Red Hat Training

A Red Hat training course is available for Red Hat JBoss Data Virtualization

Appendix C. Binary Values

The hierarchical database is now capable of handling binary values that are larger than available memory. This is because it never loads the whole value onto the heap, but instead streams the value to and from the persistent store. You can also configure where the hierarchical database stores the binary values independently of where the rest of the content is stored.
The hierarchical database stores all binary content by its SHA-1 hash. The SHA-1 cryptographic hash function is not used for security purposes, but is instead used because the SHA-1 can reliably be determined entirely from the content itself, and because two binary contents will only have the same SHA-1 if they are indeed identical. Thus, the SHA-1 hash of some binary content serves as an excellent key for storing and referencing that content.
Using the SHA-1 hash as the identifier for the binary content also means that the hierarchical database never needs to store a given binary content more than once, no matter how many nodes or properties refer to it. It also means that if your JCR client already knows (or can compute) the SHA-1 of a large value, the JCR client can use APIs specific to the hierarchical database to easily determine if that value has already been stored in the repository.

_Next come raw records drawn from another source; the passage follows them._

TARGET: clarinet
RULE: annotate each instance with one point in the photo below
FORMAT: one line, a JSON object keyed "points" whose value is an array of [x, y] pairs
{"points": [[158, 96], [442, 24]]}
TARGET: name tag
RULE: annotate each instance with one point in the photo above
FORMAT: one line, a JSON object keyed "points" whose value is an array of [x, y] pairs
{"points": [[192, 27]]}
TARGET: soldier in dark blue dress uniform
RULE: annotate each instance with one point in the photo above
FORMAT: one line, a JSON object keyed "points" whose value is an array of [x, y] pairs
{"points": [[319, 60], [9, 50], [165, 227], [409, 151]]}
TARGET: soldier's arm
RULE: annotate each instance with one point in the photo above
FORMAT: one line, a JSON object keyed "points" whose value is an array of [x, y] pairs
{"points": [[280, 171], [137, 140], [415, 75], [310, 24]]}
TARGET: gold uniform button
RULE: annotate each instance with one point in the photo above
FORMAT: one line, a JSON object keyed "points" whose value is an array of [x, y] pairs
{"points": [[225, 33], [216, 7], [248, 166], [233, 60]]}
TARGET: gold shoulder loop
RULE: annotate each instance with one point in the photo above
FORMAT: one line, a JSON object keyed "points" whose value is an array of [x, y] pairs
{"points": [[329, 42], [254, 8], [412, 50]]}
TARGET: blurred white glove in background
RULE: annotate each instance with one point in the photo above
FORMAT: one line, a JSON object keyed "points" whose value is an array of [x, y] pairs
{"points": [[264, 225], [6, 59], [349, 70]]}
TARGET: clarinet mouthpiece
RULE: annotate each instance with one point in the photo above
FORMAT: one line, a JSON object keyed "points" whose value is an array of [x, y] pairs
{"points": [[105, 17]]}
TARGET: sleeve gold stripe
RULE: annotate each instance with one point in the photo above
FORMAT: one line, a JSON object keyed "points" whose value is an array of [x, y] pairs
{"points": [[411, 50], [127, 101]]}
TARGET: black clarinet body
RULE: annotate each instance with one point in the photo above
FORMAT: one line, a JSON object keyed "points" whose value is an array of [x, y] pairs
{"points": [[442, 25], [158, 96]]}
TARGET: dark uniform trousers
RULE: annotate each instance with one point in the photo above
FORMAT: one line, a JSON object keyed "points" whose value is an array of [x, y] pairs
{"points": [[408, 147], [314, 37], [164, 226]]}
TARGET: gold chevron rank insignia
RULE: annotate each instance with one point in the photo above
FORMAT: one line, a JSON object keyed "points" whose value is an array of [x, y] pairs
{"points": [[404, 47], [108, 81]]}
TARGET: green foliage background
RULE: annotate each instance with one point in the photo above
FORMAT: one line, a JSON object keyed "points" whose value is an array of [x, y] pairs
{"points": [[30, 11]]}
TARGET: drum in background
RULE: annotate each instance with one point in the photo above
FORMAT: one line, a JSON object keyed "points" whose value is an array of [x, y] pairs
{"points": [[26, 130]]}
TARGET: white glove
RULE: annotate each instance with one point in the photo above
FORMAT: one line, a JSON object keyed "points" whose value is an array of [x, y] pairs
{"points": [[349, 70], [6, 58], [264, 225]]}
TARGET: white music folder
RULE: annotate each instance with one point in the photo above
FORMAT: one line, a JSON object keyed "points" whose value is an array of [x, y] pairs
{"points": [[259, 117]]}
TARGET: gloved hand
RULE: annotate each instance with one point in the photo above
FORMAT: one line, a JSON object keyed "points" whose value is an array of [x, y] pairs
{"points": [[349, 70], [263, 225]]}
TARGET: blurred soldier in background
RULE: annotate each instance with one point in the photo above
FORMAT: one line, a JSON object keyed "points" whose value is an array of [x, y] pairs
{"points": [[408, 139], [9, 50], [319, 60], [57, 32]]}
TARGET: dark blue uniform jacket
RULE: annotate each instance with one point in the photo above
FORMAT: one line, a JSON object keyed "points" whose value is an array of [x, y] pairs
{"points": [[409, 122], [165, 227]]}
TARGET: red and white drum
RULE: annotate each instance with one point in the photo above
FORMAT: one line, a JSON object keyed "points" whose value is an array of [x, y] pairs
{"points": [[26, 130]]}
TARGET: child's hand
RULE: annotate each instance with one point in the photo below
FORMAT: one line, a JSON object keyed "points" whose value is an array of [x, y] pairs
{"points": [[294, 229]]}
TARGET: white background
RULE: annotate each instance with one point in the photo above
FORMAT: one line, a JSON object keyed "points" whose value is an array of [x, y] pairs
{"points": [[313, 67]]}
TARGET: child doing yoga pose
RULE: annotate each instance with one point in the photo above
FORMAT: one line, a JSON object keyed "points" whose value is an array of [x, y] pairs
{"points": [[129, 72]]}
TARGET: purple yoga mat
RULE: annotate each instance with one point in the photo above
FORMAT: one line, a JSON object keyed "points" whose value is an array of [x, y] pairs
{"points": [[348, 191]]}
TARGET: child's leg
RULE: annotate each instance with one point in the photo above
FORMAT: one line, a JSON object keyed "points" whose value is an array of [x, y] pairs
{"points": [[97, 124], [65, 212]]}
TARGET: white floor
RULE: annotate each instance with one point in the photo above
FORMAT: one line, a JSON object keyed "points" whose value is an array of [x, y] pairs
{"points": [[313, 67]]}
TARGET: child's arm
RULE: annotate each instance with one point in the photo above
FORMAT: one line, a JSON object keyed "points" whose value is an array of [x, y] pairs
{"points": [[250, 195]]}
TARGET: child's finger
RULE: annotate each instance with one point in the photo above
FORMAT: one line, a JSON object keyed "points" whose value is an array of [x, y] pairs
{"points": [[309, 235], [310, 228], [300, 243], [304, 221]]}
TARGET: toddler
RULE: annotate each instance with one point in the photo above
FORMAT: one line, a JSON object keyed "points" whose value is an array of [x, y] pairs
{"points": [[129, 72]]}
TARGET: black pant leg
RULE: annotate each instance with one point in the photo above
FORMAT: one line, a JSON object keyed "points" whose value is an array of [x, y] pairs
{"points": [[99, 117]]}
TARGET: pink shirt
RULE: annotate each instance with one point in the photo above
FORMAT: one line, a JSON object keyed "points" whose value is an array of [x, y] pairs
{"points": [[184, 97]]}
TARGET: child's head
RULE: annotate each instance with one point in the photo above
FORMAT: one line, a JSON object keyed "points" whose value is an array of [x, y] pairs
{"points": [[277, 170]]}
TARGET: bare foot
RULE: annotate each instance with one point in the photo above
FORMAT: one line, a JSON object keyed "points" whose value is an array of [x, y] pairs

C.1. Extended Binary Interface

The hierarchical database public API defines the org.modeshape.jcr.api.Binary interface as a simple extension to the standard javax.jcr.Binary interface. The hierarchical database adds useful methods to get the SHA-1 hash (as a binary array and as a hexadecimal string) and the MIME type for the content:
@Immutable
public interface Binary extends javax.jcr.Binary {

    /**
     * Get the SHA-1 hash of the contents. This hash can be used to determine whether two
     * Binary instances contain the same content.
     *
     * Repeatedly calling this method should generally be efficient, as it most implementations
     * will compute the hash only once.
     *
     * @return the hash of the contents as a byte array, or an empty array if the hash could
     * not be computed.
     * @see #getHexHash()
     */
    byte[] getHash();

    /**
     * Get the hexadecimal form of the SHA-1 hash of the contents. This hash can be used to
     * determine whether two Binary instances contain the same content.
     *
     * Repeatedly calling this method should generally be efficient, as it most implementations
     * will compute the hash only once.
     *
     * @return the hexadecimal form of the getHash(), or a null string if the hash could
     * not be computed or is not known
     * @see #getHash()
     */
    String getHexHash();

    /**
     * Get the MIME type for this binary value.
     *
     * @return the MIME type, or null if it cannot be determined (e.g., the Binary is empty)
     * @throws IOException if there is a problem reading the binary content
     * @throws RepositoryException if an error occurs.
     */
    String getMimeType() throws IOException, RepositoryException;

    /**
     * Get the MIME type for this binary value.
     *
     * @param name the name of the binary value, useful in helping to determine the MIME type
     * @return the MIME type, or null if it cannot be determined (e.g., the Binary is empty)
     * @throws IOException if there is a problem reading the binary content
     * @throws RepositoryException if an error occurs.
     */
    String getMimeType( String name ) throws IOException, RepositoryException;
}
All javax.jcr.Binary values returned will implement this public interface, so you can cast the values to gain access to the additional methods.